UAW convention

Dennis R Redmond dredmond at OREGON.UOREGON.EDU
Thu Jul 9 15:52:19 PDT 1998


On Wed, 8 Jul 1998 MScoleman at aol.com wrote:


> If elections tend to perpetuate the status
> quo, and if occasional activist leadership persons tend to be co-opted, the
> how do unions become more the front line of defense for the working class?
> Do we need all new unions? Do we need a new movement? Is there some
> way to push existing unions into class action?

My own feeling about this is that the best way of fighting for union democracy and a revitalization of the American Left more generally is to study what the multinationals are doing very, very carefully, and to adopt/absorb/otherwise turn their own weapons against them. The multis are, as a rule, replacing human networks with technological ones: the old caste of white male WASPish engineers so dear to GM and Boeing is breaking down, and being replaced with a complex and differentiated workforce -- both a savagely barbaric and partly civilizing process, as places like Singapore and South Korea are cosmopolitanized, while Flint and Birmingham are left to rot.
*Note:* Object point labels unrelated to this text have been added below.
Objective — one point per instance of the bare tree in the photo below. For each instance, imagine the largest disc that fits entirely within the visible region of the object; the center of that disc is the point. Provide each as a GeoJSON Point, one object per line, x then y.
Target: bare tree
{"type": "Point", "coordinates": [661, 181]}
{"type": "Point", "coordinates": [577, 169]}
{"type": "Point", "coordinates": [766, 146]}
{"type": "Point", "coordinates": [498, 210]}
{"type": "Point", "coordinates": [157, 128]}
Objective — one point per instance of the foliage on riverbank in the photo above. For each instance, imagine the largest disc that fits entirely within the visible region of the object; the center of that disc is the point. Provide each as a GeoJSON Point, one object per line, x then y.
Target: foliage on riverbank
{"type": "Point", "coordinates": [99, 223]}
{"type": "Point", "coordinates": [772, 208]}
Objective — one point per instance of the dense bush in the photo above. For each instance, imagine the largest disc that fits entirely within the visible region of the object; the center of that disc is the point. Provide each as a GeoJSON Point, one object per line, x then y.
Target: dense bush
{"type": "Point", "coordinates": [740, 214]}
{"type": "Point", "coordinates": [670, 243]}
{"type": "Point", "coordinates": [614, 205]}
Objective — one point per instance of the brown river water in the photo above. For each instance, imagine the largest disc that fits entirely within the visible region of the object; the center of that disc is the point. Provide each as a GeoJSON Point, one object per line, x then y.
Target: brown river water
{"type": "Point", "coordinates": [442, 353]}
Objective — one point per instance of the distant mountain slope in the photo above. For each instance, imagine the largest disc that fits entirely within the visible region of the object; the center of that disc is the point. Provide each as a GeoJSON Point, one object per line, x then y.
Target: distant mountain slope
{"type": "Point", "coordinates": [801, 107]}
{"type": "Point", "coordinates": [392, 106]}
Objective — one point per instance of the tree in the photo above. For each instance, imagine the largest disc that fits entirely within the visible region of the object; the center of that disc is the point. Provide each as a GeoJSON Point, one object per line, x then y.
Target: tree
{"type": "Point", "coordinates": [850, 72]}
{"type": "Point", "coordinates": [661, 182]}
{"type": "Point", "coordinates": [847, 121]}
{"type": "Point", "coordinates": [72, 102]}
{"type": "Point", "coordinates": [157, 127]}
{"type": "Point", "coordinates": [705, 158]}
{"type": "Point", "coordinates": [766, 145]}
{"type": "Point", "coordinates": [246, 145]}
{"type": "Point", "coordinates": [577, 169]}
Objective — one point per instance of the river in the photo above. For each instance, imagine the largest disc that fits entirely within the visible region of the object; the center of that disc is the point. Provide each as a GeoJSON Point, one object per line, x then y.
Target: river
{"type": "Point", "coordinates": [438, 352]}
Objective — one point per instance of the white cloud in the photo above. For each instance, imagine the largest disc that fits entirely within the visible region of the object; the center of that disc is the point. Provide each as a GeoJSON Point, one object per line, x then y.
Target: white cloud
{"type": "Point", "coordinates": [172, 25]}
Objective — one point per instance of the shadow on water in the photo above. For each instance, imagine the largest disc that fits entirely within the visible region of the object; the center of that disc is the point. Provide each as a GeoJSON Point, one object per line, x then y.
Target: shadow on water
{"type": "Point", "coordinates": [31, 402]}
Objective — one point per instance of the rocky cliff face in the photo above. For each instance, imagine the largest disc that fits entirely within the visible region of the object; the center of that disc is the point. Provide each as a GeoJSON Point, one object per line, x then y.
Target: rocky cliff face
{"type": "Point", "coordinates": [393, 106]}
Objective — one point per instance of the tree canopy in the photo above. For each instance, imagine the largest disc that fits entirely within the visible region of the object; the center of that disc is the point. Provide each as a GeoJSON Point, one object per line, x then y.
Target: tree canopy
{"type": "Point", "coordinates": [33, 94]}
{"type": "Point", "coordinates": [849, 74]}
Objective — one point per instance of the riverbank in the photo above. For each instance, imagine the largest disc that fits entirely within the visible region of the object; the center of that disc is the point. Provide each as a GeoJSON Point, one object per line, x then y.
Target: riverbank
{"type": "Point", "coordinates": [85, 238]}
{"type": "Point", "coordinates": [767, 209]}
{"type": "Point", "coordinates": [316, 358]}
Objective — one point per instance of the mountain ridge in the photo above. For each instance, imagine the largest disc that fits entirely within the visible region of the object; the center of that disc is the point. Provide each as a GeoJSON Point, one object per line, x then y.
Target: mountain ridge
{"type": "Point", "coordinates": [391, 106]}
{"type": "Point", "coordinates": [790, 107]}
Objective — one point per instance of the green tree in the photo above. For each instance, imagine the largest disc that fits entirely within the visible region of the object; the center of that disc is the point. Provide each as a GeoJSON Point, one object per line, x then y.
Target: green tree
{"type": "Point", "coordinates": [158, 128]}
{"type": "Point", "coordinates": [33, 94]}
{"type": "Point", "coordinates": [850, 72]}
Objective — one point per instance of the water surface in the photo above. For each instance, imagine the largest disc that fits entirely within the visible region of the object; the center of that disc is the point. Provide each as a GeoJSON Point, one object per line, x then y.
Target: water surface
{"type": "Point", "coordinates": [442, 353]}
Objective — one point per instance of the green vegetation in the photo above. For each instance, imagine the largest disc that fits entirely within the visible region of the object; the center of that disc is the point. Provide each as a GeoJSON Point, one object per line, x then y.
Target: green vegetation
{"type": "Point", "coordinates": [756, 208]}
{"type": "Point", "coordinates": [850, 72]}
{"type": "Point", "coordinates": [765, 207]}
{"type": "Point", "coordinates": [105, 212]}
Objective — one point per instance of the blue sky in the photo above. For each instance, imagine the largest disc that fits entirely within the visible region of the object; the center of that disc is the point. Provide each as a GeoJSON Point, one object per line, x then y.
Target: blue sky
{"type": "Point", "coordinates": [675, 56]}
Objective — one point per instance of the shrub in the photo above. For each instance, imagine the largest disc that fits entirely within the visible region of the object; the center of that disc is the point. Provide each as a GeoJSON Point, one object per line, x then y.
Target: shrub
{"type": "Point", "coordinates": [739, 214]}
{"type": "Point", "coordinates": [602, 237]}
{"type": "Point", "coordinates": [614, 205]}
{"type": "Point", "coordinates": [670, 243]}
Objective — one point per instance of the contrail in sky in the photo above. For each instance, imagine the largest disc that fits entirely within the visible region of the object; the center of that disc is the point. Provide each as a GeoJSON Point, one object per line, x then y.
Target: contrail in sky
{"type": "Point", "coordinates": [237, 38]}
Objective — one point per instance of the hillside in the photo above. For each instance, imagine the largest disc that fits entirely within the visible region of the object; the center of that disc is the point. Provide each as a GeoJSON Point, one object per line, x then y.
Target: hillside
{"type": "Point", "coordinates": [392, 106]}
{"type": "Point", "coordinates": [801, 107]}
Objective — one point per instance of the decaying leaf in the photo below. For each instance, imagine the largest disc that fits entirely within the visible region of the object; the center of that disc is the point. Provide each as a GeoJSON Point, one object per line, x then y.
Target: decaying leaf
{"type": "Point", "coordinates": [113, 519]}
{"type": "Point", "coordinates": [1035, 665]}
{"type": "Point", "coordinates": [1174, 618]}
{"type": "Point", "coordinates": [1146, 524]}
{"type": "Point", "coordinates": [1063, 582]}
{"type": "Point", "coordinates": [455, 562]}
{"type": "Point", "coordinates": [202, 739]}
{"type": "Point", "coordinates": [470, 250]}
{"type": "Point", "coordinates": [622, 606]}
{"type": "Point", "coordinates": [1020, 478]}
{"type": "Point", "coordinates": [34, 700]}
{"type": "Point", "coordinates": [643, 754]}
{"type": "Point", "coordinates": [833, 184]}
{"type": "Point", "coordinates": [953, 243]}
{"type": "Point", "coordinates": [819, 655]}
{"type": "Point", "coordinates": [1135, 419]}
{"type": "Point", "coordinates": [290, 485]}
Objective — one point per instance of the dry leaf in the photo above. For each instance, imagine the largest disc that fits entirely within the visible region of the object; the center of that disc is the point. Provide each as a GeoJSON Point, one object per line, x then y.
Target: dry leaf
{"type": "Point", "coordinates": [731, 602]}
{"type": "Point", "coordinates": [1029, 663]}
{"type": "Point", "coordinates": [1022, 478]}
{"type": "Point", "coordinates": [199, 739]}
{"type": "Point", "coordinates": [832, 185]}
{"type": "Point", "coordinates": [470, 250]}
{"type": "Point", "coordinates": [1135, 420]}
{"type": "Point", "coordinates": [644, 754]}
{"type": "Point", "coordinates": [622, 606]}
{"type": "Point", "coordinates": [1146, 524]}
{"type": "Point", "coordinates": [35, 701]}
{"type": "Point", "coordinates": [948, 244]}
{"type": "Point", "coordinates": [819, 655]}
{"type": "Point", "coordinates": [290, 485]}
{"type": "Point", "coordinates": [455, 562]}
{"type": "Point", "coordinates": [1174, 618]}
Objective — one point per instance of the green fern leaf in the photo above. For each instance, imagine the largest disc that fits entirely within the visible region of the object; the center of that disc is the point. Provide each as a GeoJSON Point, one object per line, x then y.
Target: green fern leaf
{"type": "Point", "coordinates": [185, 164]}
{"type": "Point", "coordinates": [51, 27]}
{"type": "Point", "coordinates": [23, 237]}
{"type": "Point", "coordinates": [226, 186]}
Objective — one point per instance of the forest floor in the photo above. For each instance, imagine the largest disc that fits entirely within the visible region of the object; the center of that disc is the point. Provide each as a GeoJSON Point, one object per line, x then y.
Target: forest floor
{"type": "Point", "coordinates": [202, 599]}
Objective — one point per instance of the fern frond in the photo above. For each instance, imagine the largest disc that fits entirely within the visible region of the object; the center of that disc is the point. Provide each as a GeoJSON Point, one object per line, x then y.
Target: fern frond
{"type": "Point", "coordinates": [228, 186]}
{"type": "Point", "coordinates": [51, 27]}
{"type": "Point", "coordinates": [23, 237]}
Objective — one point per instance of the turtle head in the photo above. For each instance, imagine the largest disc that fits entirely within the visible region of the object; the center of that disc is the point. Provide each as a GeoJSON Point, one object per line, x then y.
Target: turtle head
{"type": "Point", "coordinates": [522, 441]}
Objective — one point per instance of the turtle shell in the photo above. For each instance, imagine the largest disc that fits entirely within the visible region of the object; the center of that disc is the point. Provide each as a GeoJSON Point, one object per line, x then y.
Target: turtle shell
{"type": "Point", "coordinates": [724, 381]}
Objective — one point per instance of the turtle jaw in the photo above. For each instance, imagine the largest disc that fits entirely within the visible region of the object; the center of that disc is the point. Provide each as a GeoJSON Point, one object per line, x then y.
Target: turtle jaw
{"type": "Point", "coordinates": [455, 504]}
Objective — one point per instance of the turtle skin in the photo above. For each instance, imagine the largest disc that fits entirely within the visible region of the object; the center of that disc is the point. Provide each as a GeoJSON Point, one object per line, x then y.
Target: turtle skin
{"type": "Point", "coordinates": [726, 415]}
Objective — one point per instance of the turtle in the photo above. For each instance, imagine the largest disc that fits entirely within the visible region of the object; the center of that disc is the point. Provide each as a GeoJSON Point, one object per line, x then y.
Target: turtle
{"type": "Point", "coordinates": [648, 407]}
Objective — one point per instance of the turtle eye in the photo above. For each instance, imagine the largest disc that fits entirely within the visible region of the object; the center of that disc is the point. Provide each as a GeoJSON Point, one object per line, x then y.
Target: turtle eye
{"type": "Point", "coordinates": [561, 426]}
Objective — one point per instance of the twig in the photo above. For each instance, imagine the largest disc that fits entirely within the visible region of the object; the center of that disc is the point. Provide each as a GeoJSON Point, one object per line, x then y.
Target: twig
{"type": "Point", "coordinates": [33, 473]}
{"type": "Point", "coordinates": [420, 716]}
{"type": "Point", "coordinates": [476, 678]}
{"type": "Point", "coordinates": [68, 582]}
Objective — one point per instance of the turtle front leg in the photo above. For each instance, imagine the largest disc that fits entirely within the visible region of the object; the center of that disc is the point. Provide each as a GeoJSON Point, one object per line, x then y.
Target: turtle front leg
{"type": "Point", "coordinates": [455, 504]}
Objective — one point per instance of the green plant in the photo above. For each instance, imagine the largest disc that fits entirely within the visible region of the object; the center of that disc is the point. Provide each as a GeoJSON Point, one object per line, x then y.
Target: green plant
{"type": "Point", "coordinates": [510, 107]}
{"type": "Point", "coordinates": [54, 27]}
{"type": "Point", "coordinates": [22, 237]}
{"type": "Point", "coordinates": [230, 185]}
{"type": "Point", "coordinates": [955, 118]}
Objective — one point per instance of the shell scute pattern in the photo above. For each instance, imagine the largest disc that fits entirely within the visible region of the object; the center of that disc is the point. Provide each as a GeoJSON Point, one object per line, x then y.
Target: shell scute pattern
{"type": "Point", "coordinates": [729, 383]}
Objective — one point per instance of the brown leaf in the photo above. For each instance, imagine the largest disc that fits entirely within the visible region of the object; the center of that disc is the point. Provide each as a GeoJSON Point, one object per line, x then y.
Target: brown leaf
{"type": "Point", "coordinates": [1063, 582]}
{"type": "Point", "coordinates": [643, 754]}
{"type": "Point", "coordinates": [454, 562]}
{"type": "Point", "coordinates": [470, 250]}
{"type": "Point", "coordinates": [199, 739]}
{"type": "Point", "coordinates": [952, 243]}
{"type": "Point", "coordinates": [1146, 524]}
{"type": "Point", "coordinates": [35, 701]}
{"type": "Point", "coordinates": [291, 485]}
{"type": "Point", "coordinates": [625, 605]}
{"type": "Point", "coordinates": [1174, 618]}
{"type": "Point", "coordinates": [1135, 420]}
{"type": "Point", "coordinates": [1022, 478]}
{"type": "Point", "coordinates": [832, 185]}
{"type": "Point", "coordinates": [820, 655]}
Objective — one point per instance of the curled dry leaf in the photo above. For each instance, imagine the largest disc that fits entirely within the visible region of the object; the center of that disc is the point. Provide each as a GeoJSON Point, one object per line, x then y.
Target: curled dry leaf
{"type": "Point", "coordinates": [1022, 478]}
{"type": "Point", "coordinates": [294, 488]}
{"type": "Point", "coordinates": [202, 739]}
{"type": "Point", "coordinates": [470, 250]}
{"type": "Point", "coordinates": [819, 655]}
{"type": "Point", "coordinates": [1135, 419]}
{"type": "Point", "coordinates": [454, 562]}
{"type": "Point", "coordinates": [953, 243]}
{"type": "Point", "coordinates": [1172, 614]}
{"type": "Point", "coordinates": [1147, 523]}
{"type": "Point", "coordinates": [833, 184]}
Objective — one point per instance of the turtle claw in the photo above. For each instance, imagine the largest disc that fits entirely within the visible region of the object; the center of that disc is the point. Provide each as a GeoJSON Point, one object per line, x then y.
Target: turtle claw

That is, we need to think not just in terms of new movements (and the obvious examples of the TDU, IG Metall, and genuine Left parties like the Greens or the Labor Party) but in terms of a newly global proletariat, which has barely begun to organize itself and mostly lacks class consciousness, but which is employed in high-tech cleanrooms, works with state-of-the-art computers, and is probably one of the most skilled and educated workforces, in its own way (I include media awareness and cultural cosmopolitanism here), in world history. So what would an information socialism look like? I have no idea, but my guess is it'll have something to do with activist-minded unions and Left parties in Europe and the US sparking/solidarizing with multinational organizing drives in Eastern Europe and East Asia, just as much as the US South or American service-sector industries. The spread of community-based labor coalitions and cross-border initiatives, like the one currently being waged with the Han Young workers in Tijuana, or the ones starting to appear in the European Union itself, are powerful evidence that such things are at least possible, even in an era of the most ferocious political and social regression.